This document is Arnes’ statement on security actions and practices that are applied in conjunction with DNS Security Extensions (DNSSEC) in .si, the Slovenian top-level domain. This document conforms with the draft RFC-draft DNSSEC Policy & Practice Statement Framework. The DPS is one of several documents relevant to the operation of the .si zone.

1.1. Overview

DNSSEC is a set of records and protocol modifications that enable the identification of DNS sources and also make it possible to ensure that content has not been modified during transfer, including mechanisms to verify the authentication of denial of existence. Resource records secured with DNSSEC are cryptographically signed and incorporate asymmetric cryptography in the DNS hierarchy, whereby trust follows the same chain as the DNS tree, meaning that trust originates from the root and is delegated in the same way as the ownership of a domain.
The purpose of this document is to enable local internet community to determine the level of trust they wish to grant to Arnes DNSSEC management. It details the procedures and policies employed by Arnes in operating DNSSEC services for the .si zone.

1.2. Document name and identification

Document title: DNSSEC Policy and Practice Statement (DPS)
Version: 1.1
Created: November 25, 2011
Updated: February 21, 2019
Published: February 22, 2019

1.3. Community and Applicability

This DPS is exclusively applicable to the top-level .si domain and describes the procedures and security controls and practices applicable for managing and employing keys and signatures involved
in Arnes signing of the .si zone. The following roles and delegation of liability have been

1.3.1. Registry

Arnes manages the .si top-level domain and is responsible for the performance of the .si zone on the Internet. Arnes is the single registry for .si. It is the responsibility of the registry to sign the .si zone and make its public keys (KSK and ZSK) available to the general public, while protecting the confidentiality of the private component of the keys.

1.3.2. Relying Party

Public key material published by the registry as a trust anchor can be used by anybody interested in using the zones as secure entry points for DNSSEC (e.g. validating resolvers). The relying party is responsible for configuring and updating the appropriate trust anchors. The relying party must also stay informed of any relevant DNSSEC-related events in the .si domain.

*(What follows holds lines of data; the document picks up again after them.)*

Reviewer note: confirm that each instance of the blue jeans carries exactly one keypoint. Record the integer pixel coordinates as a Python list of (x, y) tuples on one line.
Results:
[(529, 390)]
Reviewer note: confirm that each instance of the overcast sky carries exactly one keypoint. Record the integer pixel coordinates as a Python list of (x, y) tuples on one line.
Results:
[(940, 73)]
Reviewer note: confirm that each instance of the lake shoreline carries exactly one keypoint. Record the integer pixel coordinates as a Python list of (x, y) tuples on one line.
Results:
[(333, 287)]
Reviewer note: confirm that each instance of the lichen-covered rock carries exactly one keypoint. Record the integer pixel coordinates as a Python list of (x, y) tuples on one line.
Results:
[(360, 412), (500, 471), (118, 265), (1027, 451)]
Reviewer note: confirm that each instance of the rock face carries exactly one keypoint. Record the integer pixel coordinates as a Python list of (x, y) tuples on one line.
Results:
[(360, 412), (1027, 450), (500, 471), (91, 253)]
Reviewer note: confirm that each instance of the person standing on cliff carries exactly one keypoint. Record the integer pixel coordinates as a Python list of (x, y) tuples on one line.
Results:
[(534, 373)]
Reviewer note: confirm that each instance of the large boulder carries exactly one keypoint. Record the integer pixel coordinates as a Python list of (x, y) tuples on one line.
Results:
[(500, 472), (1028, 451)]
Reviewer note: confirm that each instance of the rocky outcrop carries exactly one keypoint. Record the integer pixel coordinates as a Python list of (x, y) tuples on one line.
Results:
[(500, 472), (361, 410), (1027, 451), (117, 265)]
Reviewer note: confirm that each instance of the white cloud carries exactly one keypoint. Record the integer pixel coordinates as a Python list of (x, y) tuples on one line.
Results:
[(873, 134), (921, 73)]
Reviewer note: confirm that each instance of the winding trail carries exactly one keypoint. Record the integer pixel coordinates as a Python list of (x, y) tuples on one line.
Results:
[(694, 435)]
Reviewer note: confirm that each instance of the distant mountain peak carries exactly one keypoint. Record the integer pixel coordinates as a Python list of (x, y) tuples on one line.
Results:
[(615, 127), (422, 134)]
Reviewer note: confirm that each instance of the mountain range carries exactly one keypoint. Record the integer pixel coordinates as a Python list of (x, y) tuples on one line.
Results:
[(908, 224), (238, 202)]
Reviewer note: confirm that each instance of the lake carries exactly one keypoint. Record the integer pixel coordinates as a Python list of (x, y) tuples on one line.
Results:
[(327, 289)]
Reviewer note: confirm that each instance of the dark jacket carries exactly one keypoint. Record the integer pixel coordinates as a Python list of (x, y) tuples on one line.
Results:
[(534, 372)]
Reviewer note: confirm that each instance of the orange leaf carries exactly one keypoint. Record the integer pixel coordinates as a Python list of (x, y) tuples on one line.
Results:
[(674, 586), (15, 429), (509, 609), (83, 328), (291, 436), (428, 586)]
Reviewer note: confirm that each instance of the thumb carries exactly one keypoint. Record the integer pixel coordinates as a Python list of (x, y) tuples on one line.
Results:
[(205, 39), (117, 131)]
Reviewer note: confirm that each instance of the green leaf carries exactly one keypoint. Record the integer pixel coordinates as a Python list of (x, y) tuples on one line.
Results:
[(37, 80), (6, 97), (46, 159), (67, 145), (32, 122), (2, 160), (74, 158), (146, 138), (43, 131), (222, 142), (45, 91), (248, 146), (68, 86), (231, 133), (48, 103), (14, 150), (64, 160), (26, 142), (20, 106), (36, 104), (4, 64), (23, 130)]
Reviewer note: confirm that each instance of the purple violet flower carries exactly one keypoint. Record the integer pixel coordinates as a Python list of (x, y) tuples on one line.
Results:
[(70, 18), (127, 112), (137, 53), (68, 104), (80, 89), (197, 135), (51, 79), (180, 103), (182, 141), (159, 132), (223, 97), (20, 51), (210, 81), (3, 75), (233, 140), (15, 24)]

1.4. Specification Administration

This DPS will be periodically reviewed and updated, as appropriate.

1.4.1. Specification administration organization

Arnes (Academic and Research Network of Slovenia)

1.4.2. Contact Information


Tehnološki park 18
1000 Ljubljana
Phone: (+386) (0)1 4798800


1.4.3. Specification change procedures

Amendments to this DPS are either made in the form of amendments to the existing document or the publication of a new version of the document. This DPS and amendments to it are published at
Only the most recent version of this DPS is applicable.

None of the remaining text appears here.